DALLAS - Phoenix has already won voter support for a $300 million revenue bond issue to build a convention center that business leaders say is vital to the city's future. But without approval from the Arizona Legislature for the other half of the funding, plans for the most expensive downtown project in the city's history could end up on the shelf.
To make the new convention center a reality, Phoenix needs $300 million from the state before it can even contemplate the bond issue, since the measure approved last year stipulated the city needed matching funds in order to build.
But winning approval of $300 million from a Legislature that must cut nearly that much from the current spending plan and about $1 billion from the fiscal 2004 budget will prove an uphill struggle, city officials admit.
To keep plans for the 940,000-square-foot convention center alive, Phoenix Mayor Skip Rimza has lobbied Arizona's incoming Democratic Governor-elect Janet Napolitano and legislative leaders.
Napolitano has not opposed state funding for the project but says she hopes Phoenix will keep the state's financial crisis in mind. Lawmakers have expressed conditional support for the project, which Rimza pitches as a job-creation effort.
Business leaders say the city needs the convention center to compete with Las Vegas, San Diego, and other major cities that boast much larger facilities. With the expansion, Phoenix would become the ninth-largest convention site in the nation, jumping from its current ranking as the 60th. The new complex would also accelerate the revival downtown and bring hundreds of millions of dollars in new revenue to the city and state, backers say.
"Standing pat for one decade would inflict a terrible wound to Arizona's exposed visitor industry," said William T. Smith, chairman of the Greater Phoenix Convention & Visitors Bureau.

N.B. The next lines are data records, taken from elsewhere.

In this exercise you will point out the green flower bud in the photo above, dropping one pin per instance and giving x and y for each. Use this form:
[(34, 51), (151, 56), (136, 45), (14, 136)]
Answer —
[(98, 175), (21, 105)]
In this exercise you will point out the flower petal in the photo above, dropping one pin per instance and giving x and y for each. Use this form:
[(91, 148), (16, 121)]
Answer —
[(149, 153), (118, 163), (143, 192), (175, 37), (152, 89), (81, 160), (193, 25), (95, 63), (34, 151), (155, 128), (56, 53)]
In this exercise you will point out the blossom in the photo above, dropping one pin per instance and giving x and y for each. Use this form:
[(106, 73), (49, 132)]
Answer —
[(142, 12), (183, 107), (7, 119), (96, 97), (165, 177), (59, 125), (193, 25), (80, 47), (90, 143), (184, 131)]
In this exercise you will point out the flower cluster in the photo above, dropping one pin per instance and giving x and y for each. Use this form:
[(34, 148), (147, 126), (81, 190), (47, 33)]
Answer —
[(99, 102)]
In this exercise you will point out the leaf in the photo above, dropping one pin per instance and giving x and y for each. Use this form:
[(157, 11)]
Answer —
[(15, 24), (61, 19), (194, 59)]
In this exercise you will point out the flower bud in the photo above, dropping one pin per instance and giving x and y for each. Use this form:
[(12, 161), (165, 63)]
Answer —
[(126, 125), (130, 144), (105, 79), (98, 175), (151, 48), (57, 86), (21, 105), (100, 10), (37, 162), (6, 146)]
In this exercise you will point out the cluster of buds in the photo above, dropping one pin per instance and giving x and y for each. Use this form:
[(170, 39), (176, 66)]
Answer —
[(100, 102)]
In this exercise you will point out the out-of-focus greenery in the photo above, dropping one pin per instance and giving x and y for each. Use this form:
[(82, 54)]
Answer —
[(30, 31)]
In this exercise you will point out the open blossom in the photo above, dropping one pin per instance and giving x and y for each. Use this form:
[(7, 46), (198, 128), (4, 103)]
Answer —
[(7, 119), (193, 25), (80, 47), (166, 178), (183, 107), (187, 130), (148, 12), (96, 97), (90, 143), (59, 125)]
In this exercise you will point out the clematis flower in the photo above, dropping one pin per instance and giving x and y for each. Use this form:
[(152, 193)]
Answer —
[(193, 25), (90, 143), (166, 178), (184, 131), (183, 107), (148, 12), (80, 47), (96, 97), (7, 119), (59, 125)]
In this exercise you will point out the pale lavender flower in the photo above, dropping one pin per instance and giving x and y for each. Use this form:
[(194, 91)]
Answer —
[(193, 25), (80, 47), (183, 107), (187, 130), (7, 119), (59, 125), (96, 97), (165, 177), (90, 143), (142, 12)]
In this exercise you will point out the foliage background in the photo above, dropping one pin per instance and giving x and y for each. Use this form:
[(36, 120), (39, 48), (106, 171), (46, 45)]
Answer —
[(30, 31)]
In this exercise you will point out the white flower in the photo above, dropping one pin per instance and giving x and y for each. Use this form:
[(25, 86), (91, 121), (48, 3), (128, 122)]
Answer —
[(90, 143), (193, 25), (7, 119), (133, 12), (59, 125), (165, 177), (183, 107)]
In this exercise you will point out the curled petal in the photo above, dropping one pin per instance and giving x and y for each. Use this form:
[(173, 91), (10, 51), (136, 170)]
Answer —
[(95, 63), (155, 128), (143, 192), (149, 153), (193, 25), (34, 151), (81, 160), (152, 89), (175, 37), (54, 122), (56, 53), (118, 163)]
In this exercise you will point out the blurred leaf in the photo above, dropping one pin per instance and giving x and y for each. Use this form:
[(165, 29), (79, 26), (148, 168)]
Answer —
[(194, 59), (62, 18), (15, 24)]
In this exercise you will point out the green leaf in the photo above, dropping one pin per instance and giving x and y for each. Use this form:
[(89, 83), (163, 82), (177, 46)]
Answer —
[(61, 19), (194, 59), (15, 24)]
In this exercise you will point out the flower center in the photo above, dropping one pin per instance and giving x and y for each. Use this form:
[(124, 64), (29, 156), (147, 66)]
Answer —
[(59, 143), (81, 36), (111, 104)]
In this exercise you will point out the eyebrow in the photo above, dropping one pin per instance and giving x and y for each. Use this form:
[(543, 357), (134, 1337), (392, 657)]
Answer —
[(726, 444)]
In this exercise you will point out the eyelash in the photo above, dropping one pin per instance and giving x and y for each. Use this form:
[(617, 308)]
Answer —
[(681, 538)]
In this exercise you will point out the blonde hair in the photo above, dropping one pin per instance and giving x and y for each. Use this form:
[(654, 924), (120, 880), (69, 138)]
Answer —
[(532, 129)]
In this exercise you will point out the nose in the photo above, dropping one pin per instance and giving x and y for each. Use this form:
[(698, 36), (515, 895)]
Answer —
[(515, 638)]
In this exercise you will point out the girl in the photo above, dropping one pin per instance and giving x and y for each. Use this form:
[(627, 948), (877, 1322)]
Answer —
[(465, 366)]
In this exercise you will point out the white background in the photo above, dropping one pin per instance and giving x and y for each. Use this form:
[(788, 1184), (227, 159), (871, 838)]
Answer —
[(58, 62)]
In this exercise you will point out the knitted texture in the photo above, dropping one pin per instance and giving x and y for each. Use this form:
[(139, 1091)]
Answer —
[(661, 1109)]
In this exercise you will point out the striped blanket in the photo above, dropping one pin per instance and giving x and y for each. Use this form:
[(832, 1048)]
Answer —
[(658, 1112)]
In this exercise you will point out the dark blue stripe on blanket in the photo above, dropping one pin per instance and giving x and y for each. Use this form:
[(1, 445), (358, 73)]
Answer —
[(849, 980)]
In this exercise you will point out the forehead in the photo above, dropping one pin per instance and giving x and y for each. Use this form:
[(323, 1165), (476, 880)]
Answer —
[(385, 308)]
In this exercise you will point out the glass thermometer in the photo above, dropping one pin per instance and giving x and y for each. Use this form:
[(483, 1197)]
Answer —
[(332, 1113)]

Nonetheless, doubts about the national economy and a possible overcapacity of convention space will dog promoters when the Legislature convenes next month. Of 12 cities that have expanded their convention centers in the past decade, none have reached their attendance targets, according to the Arizona Republic.
Finance plans for the convention center do not require actual debt payments from the state until 2009, when the project is complete, Rimza points out. Initially, the state will pay $5 million in the first year, with debt service growing to nearly $29 million as the bonds near their 30-year final maturities.
While the city believes revenues from the project would pay for the debt service, taxpayers would be required to cover the difference if projections fall short. Phoenix would service the debt from its Civic Plaza Fund, which earns about $35 million a year in taxes from hotels, restaurants, and other sources.
Arizona receives about $23.5 million a year in tax revenues from Civic Plaza business, including the convention center. The city projects that figure could increase to $47 million.